Объевшийся и уязвленный, Киприан покинул княжеские покои, так и не понявши, зачем его принимали и чествовали. То ли в угоду Алексию, то ли дабы соблюсти дипломатический этикет в отношениях с патриаршим престолом. Говорить в особицу с боярами, что-либо выяснить из внутренних отношений московского великокняжеского двора ему так и не удалось. Киприан даже начал подозревать, что виною тому сам Алексий, не пожелавший дабы посланец патриарха уяснил себе внутренние язвы здешней государственной и церковной политики. Не боится ли он разоблачения? – гадал Киприан, заранее настроенный против Алексия и убежденный, что недовольных его правлением на Руси должно быть великое число.

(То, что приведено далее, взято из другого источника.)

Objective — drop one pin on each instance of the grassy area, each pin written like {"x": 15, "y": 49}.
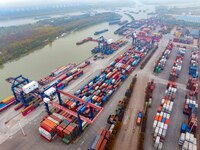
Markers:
{"x": 18, "y": 41}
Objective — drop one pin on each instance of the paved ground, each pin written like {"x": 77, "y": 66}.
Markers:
{"x": 128, "y": 135}
{"x": 177, "y": 117}
{"x": 11, "y": 135}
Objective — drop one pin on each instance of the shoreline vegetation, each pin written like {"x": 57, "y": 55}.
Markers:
{"x": 18, "y": 41}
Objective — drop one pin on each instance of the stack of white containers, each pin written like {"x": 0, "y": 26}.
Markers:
{"x": 188, "y": 141}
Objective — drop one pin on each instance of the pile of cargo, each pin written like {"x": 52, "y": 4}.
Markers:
{"x": 193, "y": 69}
{"x": 184, "y": 40}
{"x": 128, "y": 28}
{"x": 161, "y": 120}
{"x": 114, "y": 122}
{"x": 7, "y": 102}
{"x": 190, "y": 105}
{"x": 68, "y": 77}
{"x": 149, "y": 92}
{"x": 187, "y": 141}
{"x": 100, "y": 140}
{"x": 109, "y": 48}
{"x": 56, "y": 74}
{"x": 86, "y": 40}
{"x": 62, "y": 124}
{"x": 112, "y": 22}
{"x": 160, "y": 64}
{"x": 176, "y": 69}
{"x": 192, "y": 85}
{"x": 123, "y": 22}
{"x": 100, "y": 88}
{"x": 187, "y": 138}
{"x": 103, "y": 86}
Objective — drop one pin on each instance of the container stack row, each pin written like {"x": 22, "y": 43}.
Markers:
{"x": 55, "y": 74}
{"x": 68, "y": 77}
{"x": 188, "y": 132}
{"x": 113, "y": 46}
{"x": 98, "y": 91}
{"x": 60, "y": 124}
{"x": 161, "y": 63}
{"x": 103, "y": 86}
{"x": 7, "y": 102}
{"x": 100, "y": 140}
{"x": 177, "y": 66}
{"x": 193, "y": 69}
{"x": 161, "y": 120}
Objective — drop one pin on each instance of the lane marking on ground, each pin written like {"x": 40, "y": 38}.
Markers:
{"x": 125, "y": 120}
{"x": 82, "y": 142}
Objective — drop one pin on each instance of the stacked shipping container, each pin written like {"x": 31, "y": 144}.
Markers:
{"x": 160, "y": 64}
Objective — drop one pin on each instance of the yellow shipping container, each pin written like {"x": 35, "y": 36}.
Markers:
{"x": 7, "y": 99}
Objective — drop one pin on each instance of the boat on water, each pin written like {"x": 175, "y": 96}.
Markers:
{"x": 55, "y": 74}
{"x": 123, "y": 22}
{"x": 100, "y": 32}
{"x": 114, "y": 22}
{"x": 7, "y": 102}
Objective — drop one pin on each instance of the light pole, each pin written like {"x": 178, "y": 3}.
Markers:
{"x": 21, "y": 128}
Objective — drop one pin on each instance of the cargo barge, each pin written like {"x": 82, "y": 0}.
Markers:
{"x": 56, "y": 74}
{"x": 86, "y": 40}
{"x": 100, "y": 32}
{"x": 6, "y": 103}
{"x": 114, "y": 22}
{"x": 123, "y": 22}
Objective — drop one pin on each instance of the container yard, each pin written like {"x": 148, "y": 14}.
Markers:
{"x": 100, "y": 32}
{"x": 139, "y": 91}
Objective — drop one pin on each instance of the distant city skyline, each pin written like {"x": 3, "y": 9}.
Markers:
{"x": 23, "y": 3}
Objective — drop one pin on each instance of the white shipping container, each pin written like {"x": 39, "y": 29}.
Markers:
{"x": 160, "y": 132}
{"x": 156, "y": 131}
{"x": 45, "y": 133}
{"x": 30, "y": 87}
{"x": 160, "y": 146}
{"x": 59, "y": 116}
{"x": 155, "y": 124}
{"x": 187, "y": 136}
{"x": 53, "y": 120}
{"x": 157, "y": 142}
{"x": 190, "y": 147}
{"x": 50, "y": 91}
{"x": 185, "y": 145}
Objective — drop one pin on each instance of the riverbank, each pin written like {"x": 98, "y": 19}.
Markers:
{"x": 35, "y": 36}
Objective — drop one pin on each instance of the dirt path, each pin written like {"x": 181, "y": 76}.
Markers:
{"x": 129, "y": 129}
{"x": 129, "y": 133}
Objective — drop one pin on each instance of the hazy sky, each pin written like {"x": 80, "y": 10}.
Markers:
{"x": 38, "y": 2}
{"x": 17, "y": 3}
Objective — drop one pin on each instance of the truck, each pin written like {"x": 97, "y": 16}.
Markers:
{"x": 139, "y": 118}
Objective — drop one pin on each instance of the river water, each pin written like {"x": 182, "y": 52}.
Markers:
{"x": 62, "y": 51}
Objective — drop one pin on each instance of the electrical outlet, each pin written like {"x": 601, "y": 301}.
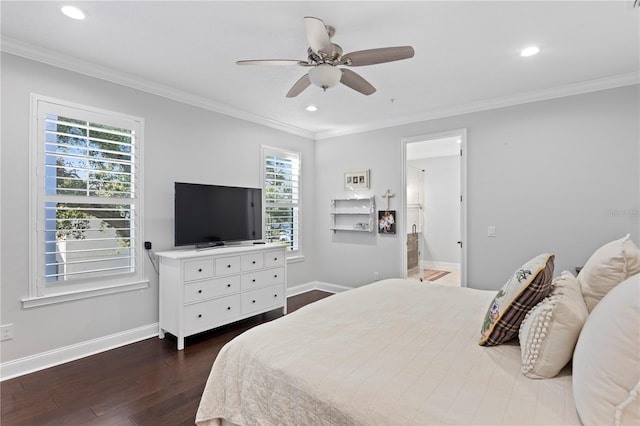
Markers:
{"x": 6, "y": 332}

Земля, однако, была богата. Виделось это и по снеди, ежедневно доставляемой в монастырь, и по нарядам знати, и по малому количеству нищих и сирот на папертях храмов, хотя предыдущие годы были зело тяжкими, поскольку ратный разор усугубился засухою и неурожаем…
Ехать в Троицкую пустынь, как собирался Киприан, стало неможно из-за раскисших путей. Но ему обещали, что старец вскоре должен явиться в Переяславль сам вместе с племянником Федором, игуменом Симонова монастыря на Москве.
– Как же они-то доберутся сюда в распутицу? Неужели верхом?! – удивленно спрашивал Киприан. Ему только улыбались в ответ.
Старец пришел в лаптях и с посохом, в крестьянской дорожной сряде из грубого сукна, линялого, заплатанного и покрытого странными белесыми пятнами. Они вместе с племянником добирались, оказывается, какими-то потайными тропами через леса, где под елями, в гущине ветвей, еще держался твердый наст и возможно было пройти на коротких охотничьих, подшитых лосиною шкурою лыжах.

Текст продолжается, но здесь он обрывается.